1人基地から離れた場所から1人歩きするのは、基本田舎で人通りは皆無とはいえ危険と、穂の家付近で待機をする類。
春、双葉、太陽は先に合流を済ませて、ひと足先に基地へと向かっているであろう時間。
「お待たせ」と小走りで駆け寄る穂は、大きな登山リュックを背負っている。
「凄いに荷物だね」
「え? う、うん。初めてだから勝手がわからなくて、必要かなと思うものは、片っ端から詰め込んできたの」
「ふ〜ん」
そう声を潜めながら早口で説明をする穂に、鼻を鳴らしながら手を差し出す類。
「え! ちょ、ちょっと! いくら何でも!それはまだ!」
「ん? いや、リュック。重いだろうから、持つよ」
「え? え? あ、そ、そうだよね……。うん。ありがとう。じゃあ、お願いしちゃおうかな……へへ」
邪な誤解をして照れを隠すように、そそくさとリュックを類に手渡す穂。
「よいしょっと!さ、行こうか」
類は軽々とリュックを背負うと、穂の歩幅に合わせて2人並び夜道の行進を始める。
「どう? 迷惑してないかな?」
「え?」
歩き始めて数分。ずっと無を貫いていた空間の中、話の種を必死に探していた穂は、不意にかけられたその言葉の意味を理解するのに時間を要している。
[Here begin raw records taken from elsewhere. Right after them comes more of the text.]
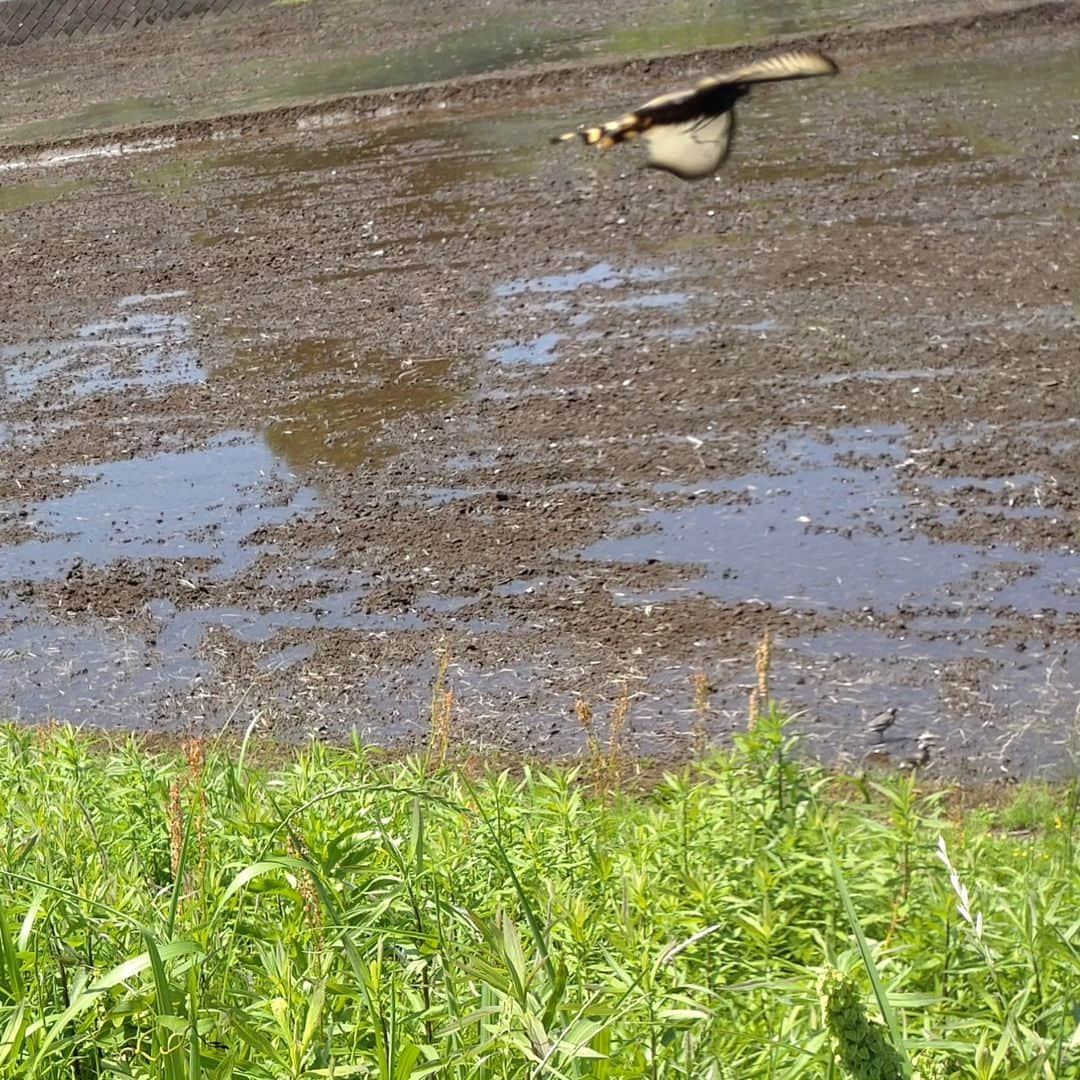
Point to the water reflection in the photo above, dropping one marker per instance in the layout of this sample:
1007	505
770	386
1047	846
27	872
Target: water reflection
341	397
「ああ。ごめん。言葉足らずだったね。ほら、急にさ、俺達の仲間に加えられて。その、迷惑してたりしないかなって。今日だって、こんな夜更けに連れ出しているわけだし。まぁ、今更かもしれないけど」
「ああ。ううん。全然。寧ろ楽しいよ。何だろ。初めて尽くしでさ。本当に毎日が新鮮で楽しい」
「そうか。それなら良かった」
「うん。それに………」
「ん? それに?」
「初めての感情に出会ったし………」
穂の最後のその言葉には、全く力が込まっておらず、蚊が鳴くよりもか細い声となった。
「ん? ごめん。ちょっと、聞こえなかった」
「え? えっと、ほら! 双葉ちゃん達のお陰で、少しずつ、クラスの子達にも話しかけられる事も増えてたから! それも嬉しいなって!」
「うん。確かにそれはそうだよね。クラスの男子なんか、みんな目の色を変えて、単純な奴らだな〜って思うよ。まぁ、確かに。穂は綺麗だからね」
「え? き、綺麗? 私、綺麗?」
「う、うん。何それ? 口裂け女?」
「違うって! ふふふっ!」
穂は今度は、弾むような笑い声をあげる。
「ふふっ! 穂はそうしていた方がずっといいよ」
「ん。うん。ありがとう」
すると今度は、そんな類の言葉に、いじらしく指を絡ませながら、並んで歩くサイズの違う靴を追うようにして、俯く穂。そして、類に見えないように、小さく微笑んだ。
ーーー 「お待たせ。やってる?」
まるで飲み屋の暖簾を潜るようにして、秘密基地内へ足を踏み入れる類。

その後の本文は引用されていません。